Published 5/30/2024 by Zhenhua Zhao, Ji Chen, Zhicheng Lin, Haojiang Ying

⚙️

Abstract

Whether face processing depends on unique, domain-specific neurocognitive mechanisms or domain-general object recognition mechanisms has long been debated. Directly testing these competing hypotheses in humans has proven challenging due to extensive exposure to both faces and objects. Here, we systematically test these hypotheses by capitalizing on recent progress in convolutional neural networks (CNNs) that can be trained without face exposure (i.e., pre-trained weights). Domain-general mechanism accounts posit that face processing can emerge from a neural network without specialized pre-training on faces. Consequently, we trained CNNs solely on objects and tested their ability to recognize and represent faces as well as objects that look like faces (face pareidolia stimuli).... Due to the character limits, for more details see in attached pdf

Create account to get full access

Overview

This paper investigates whether face processing relies on specialized, domain-specific mechanisms or can emerge from more general object recognition capabilities.
The researchers trained convolutional neural networks (CNNs) solely on objects, without any exposure to faces, and tested their ability to recognize and represent faces as well as face-like objects.
The findings have implications for understanding the neurocognitive mechanisms underlying face processing in humans.

Plain English Explanation

The human brain's ability to recognize and process faces has long been a topic of debate. Some researchers believe that face processing requires specialized, brain regions dedicated to this task, while others argue that it can arise from more general object recognition capabilities.

To test these competing hypotheses, the researchers in this study took advantage of recent advancements in convolutional neural networks (CNNs). They trained CNNs solely on a dataset of objects, without exposing the models to any faces. Then, they assessed the CNNs' ability to recognize and represent both faces and "face pareidolia" stimuli - objects that appear to have face-like features, even though they are not actual faces.

If face processing relies on domain-specific mechanisms, the CNN models trained only on objects should struggle to recognize and process faces. However, if face processing can emerge from more general object recognition capabilities, the CNN models might still be able to handle face-related tasks effectively, despite their lack of face-specific training.
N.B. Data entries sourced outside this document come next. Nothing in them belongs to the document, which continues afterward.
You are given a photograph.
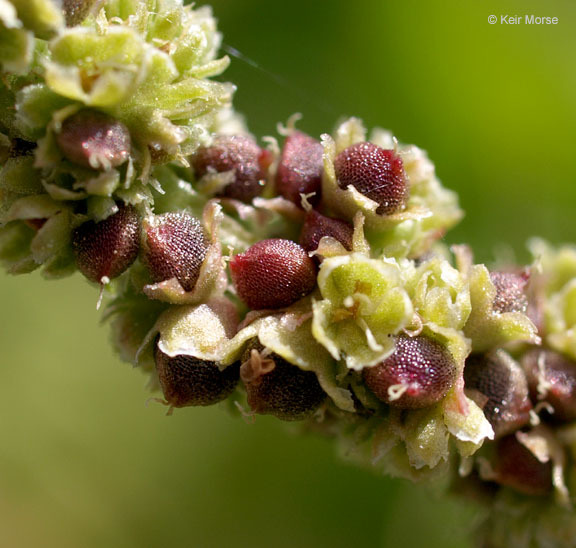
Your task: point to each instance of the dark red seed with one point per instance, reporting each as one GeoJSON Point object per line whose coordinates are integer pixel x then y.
{"type": "Point", "coordinates": [502, 388]}
{"type": "Point", "coordinates": [556, 376]}
{"type": "Point", "coordinates": [276, 387]}
{"type": "Point", "coordinates": [75, 11]}
{"type": "Point", "coordinates": [175, 248]}
{"type": "Point", "coordinates": [187, 381]}
{"type": "Point", "coordinates": [273, 274]}
{"type": "Point", "coordinates": [375, 172]}
{"type": "Point", "coordinates": [510, 291]}
{"type": "Point", "coordinates": [300, 168]}
{"type": "Point", "coordinates": [316, 226]}
{"type": "Point", "coordinates": [418, 374]}
{"type": "Point", "coordinates": [107, 248]}
{"type": "Point", "coordinates": [239, 154]}
{"type": "Point", "coordinates": [20, 147]}
{"type": "Point", "coordinates": [94, 140]}
{"type": "Point", "coordinates": [518, 468]}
By taking this approach, the researchers aimed to shed light on the underlying cognitive and neural mechanisms responsible for our remarkable face processing abilities.

Technical Explanation

The researchers conducted a series of experiments using convolutional neural networks (CNNs) trained solely on object recognition tasks, without any exposure to faces. They then tested the trained models' performance on face recognition and face pareidolia (the perception of face-like features in non-face objects) tasks.

The researchers used several different CNN architectures, including VGG-16, ResNet-50, and EfficientNet-B0, and trained them on the ImageNet dataset, which contains a wide variety of objects but no faces. They then evaluated the models' face recognition abilities using the Labeled Faces in the Wild (LFW) dataset, as well as their ability to perceive face pareidolia using a custom-designed set of stimuli.

The results showed that the CNN models trained on objects alone were able to perform well on both face recognition and face pareidolia tasks, suggesting that face processing capabilities can emerge from general object recognition mechanisms, rather than requiring specialized, domain-specific neural mechanisms.

The researchers also analyzed the internal representations of the CNN models to gain insights into how they were able to process faces and face-like stimuli without explicit face training. Their findings provide evidence that the models were able to leverage more general visual features and object recognition capabilities to succeed on these tasks.

Critical Analysis

The researchers acknowledge several limitations and caveats in their study. First, while the CNN models were able to perform well on face-related tasks, their performance was still lower than that of models specifically trained on face recognition. This suggests that some degree of specialized face processing mechanisms may exist, even if they are not entirely necessary for basic face recognition.

Additionally, the researchers note that the object recognition dataset used for training (ImageNet) may have contained some incidental face-like features or objects, which could have aided the models' performance on face-related tasks. Further research using even more strictly object-focused training datasets would help to address this potential confound.

Another consideration is the ecological validity of the face pareidolia stimuli used in the study. While these stimuli were carefully designed to resemble faces, they may not fully capture the complexity and nuance of real-world face perception and recognition.

Finally, the study was conducted using artificial neural networks, which may not perfectly reflect the biological mechanisms underlying human face processing. Further research integrating insights from cognitive neuroscience and human psychology would be valuable to more fully understand the interplay between domain-general and domain-specific mechanisms in face perception.

Conclusion

This study provides important insights into the longstanding debate surrounding the neurocognitive mechanisms underlying face processing. By training convolutional neural networks on objects alone and testing their ability to recognize and represent faces, the researchers have demonstrated that face processing capabilities can emerge from more general object recognition mechanisms, rather than requiring specialized, domain-specific neural mechanisms.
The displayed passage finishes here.